4. Insanely great software for business

A big part of the Mac owner experience is the powerful and easy-to-use software that comes with the box. Applications like iPhoto and iMovie make it easy to do the basics of photo and video management and editing, while applications like iDVD and GarageBand take the consumer a bit deeper into creativity.

But where's iBusiness?

OK, so there's iWork. But that's just a basic productivity suite that offers a different take on Microsoft Office. But many businesses are already invested in Office, and will choose to remain so even if they go Mac.

Where Apple can add some real value to the SMB user experience is in some of the broad business applications that most small businesses depend upon. Sure, there are applications like QuickBooks available for the Mac, but nothing that has Apple's level of integration and fit-and-finish imparted upon it. Nobody's suggesting Apple should become an SAP, an Oracle or an IBM, but by carefully selecting a few business applications and putting that legendary Apple polish on them, it can create the same software envy for businesses that has led to PC users "switching" to the Mac to get iPhoto and iMovie.

5. Make it manageable

Whether it's done by an internal IT staffer, the office manager, or by an outside VAR or managed service provider partner, just about anything that's on a small business network needs to be able to be remotely monitored, maintained, and managed. Some of this can be readily done with Apple's Screen Sharing software in Snow Leopard and Lion. But to really make things business friendly, a more sophisticated version of Screen Sharing and Apple Remote Desktop for businesses would be in order, preferably one that is easily hooked into the company's (or partner's) remote service dashboard tool of choice.

Since the launch of OS X, Apple has done a pretty good job of maintaining its "think different" differentiators while eliminating conflict and challenges in working with Macs in heterogeneous computing environments. Making it clear that Macs can be just as easily manageable in a business environment as Windows-based machines could go a long way.

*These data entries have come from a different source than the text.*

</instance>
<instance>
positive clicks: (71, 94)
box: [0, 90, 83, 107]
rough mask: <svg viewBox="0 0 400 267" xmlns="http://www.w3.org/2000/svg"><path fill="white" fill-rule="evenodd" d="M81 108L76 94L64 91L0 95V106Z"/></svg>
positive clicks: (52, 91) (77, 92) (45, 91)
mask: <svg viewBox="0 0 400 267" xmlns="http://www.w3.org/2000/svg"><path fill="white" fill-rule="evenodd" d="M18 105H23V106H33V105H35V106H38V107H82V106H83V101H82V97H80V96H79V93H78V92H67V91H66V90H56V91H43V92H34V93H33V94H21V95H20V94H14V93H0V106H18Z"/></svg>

6. Play Up Boot Camp And Virtualization

As much as Apple may yearn for a world where every computer has a glowing fruit behind its display, the fact is that Windows remains 90-plus percent of the market. And investment in Windows-related training, applications and infrastructure can be a show-stopper when it comes to introducing a Mac into the business.

Yes, there are a variety of options for running Windows apps on a Mac, ranging from carving out a separate partition under Boot Camp to running Mac and Windows applications seamlessly side-by-side through VMWare Fusion or Parallels Desktop. And there was a time when Apple trumpeted those abilities. But today, it's hard to find references to these options hidden deep in Apple's marketing copy, much less front-and-center in its Mac messaging.

Apple would be well-served to make it clear that jumping to the Mac is not a big, scary all-or-nothing affair.

7. Ask Businesses!

This is by no means an exhaustive list of all the things Apple can do to make itself a more competitive player in the business arena. Apple knows consumers very well. And one gets the feeling that it knows big businesses very well, as it is one itself. But does Apple really "get" small businesses? This is one area where Apple, especially under the reportedly calm, cool, and analytical Tim Cook, should be listening a lot and only opening its mouth to ask questions.

Apple has a legendary ability to ask questions, listen to the answers, and come up with products that are just what consumers want, even if it's not what they say they want. If it can bring that same ability to the small business world, it can make itself a formidable player in that space.